The EAs also claim that the effect of any single well on climate is negligible “compared to total national or global emissions,” although this only takes into account emissions at the site of the well.

But the plaintiffs say that’s problematic because the National Environmental Policy Act (NEPA) requires agencies to analyze the indirect consequences of an action. In this and other environmental lawsuits, defendants have argued about where the line on “indirect consequences” is drawn. But the Judge in this case wrote that BLM must take into account the effect that using and burning fossil fuels will have on the environment because “producing oil and gas for consumption” is the whole point of leasing the land.

“Downstream use of oil and gas, and the resulting GHG emissions, are thus reasonably foreseeable effects of oil and gas leasing,” the judge wrote.

Appeals are coming

The Western Energy Alliance, a proponent of oil and gas production in the West, had intervened as a defendant in the case, arguing on behalf of the BLM’s decision to approve the oil and gas leases. On Wednesday morning, Alliance President Kathleen Sgamma told Ars that appeals were certainly coming.

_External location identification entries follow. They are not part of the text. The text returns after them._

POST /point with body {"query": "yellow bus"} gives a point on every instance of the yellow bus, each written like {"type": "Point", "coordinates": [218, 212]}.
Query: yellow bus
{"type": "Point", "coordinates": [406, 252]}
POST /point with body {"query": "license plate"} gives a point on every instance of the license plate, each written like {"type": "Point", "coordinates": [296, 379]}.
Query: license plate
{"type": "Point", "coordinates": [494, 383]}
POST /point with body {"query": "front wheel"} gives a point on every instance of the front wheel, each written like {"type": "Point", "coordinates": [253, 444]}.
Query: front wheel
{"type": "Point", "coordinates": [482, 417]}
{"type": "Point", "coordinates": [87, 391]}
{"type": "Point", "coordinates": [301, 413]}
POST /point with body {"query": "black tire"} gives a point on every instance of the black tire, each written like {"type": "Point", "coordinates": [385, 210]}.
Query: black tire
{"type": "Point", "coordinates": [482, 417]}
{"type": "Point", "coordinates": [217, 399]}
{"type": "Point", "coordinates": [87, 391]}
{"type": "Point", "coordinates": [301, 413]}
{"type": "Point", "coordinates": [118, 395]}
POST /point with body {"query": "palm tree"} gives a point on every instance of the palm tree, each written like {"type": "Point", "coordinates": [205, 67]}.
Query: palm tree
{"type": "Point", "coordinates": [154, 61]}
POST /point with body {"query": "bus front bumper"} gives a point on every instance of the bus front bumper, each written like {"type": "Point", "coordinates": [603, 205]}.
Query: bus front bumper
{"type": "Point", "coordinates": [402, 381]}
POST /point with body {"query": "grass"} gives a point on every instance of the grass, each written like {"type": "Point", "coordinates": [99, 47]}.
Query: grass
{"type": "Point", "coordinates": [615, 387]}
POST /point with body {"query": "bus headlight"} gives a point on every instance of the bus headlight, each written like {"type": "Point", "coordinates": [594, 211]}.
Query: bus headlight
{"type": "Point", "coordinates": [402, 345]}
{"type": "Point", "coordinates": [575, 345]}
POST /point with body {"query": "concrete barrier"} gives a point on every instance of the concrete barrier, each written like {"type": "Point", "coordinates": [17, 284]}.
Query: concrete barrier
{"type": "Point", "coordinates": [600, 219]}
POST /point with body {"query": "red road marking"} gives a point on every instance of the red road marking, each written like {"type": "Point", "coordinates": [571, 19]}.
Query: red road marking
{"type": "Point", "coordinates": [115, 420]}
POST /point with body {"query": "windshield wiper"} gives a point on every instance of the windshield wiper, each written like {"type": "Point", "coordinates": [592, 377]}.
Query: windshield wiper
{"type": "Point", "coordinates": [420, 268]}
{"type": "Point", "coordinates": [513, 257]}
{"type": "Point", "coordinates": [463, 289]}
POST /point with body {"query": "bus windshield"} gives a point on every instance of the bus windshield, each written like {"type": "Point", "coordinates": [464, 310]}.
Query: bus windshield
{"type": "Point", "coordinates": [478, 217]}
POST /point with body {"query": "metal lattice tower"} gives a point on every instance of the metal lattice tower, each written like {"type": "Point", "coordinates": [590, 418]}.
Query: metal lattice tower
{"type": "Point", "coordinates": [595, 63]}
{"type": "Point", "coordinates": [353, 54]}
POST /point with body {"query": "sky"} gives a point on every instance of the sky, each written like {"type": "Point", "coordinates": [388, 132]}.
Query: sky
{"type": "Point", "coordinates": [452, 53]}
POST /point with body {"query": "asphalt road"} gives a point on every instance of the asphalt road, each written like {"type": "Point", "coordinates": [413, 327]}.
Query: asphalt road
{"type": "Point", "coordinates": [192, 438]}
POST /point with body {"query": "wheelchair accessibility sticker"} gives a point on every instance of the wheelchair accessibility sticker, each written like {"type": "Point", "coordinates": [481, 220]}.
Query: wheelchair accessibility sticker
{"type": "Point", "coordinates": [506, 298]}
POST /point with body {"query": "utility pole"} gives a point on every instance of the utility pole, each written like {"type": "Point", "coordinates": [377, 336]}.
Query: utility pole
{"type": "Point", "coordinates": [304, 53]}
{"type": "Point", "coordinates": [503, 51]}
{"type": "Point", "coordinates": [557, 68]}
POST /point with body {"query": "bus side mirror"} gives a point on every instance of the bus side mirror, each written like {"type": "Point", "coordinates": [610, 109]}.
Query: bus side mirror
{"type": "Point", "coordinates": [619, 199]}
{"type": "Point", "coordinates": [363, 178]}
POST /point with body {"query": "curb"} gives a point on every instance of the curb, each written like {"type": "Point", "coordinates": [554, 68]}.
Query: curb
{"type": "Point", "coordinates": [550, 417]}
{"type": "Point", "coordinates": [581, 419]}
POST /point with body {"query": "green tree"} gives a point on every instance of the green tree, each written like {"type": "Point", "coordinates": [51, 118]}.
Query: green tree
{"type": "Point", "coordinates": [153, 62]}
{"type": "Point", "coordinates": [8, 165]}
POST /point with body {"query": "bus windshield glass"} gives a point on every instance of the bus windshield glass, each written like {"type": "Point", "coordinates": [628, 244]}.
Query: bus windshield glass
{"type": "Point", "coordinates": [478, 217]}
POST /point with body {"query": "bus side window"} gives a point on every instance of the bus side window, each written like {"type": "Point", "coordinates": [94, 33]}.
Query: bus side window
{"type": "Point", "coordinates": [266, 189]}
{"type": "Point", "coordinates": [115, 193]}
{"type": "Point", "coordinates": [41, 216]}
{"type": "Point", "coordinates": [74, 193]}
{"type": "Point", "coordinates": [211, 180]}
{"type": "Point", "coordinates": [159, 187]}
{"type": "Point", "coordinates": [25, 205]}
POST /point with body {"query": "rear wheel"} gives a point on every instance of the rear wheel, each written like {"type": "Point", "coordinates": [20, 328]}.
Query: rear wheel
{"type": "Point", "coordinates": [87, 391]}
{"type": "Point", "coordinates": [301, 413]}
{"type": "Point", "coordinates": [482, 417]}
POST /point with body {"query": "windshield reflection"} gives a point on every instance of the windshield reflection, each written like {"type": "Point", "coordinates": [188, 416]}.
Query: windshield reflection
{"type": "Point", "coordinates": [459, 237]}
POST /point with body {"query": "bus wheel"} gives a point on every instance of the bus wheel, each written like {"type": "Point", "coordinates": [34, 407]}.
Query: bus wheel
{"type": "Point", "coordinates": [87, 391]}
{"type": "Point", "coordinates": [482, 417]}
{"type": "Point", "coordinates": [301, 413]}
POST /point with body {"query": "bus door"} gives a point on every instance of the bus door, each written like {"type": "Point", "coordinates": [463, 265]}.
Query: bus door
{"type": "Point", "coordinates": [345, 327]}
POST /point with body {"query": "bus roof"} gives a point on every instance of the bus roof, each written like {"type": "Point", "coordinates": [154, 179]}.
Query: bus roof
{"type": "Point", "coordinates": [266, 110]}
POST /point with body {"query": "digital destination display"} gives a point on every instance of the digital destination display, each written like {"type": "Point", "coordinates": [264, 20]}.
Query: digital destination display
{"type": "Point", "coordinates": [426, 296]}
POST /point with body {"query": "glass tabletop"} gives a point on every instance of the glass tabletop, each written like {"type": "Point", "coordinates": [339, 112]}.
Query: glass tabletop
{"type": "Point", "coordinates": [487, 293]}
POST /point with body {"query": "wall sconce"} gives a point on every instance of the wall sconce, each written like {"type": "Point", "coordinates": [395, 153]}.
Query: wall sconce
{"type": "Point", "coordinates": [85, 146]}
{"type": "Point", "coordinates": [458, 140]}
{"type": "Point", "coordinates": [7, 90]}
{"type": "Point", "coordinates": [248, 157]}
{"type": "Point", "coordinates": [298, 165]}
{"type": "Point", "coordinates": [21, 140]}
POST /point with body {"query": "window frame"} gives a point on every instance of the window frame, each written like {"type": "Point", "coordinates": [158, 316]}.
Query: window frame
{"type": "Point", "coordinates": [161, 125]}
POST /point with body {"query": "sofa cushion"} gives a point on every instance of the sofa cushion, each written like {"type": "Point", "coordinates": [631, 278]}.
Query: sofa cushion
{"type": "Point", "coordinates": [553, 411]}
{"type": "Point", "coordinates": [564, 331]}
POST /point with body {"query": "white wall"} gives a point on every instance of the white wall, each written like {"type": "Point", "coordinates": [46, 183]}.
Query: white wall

“Obviously, we’re disappointed that the judge threw out decades of legal precedent in this ruling,” Sgamma wrote.

“BLM under the Obama Administration did the correct level of GHG analysis at the leasing stage…” she continued. “The judge is asking BLM to take a wild guess at how many wells would be developed on these leases and analyze GHG impacts for wells that will never be developed. This ruling, with its overreaching halt to drilling permits and repudiation of decades of precedent, is ripe for successful appeal. Western Energy Alliance has been an active intervenor defending leasing in the case, and we will continue to do so as this ruling is appealed.”

But as expected, WildEarth Guardians and Physicians for Social Responsibility declared the opinion a victory. “While the ruling applies to Wyoming, it has implications for public lands across the American West and is a major rebuke to the Trump administration’s anti-environment, anti-climate agenda,” the statement said.

“It’s high time the federal government was held accountable for the costs of sacrificing our public lands for dirty oil and gas,” Samantha Ruscavage-Barz, managing attorney for WildEarth Guardians, said. “This win demonstrates the Trump administration can’t legally turn its back on climate change.”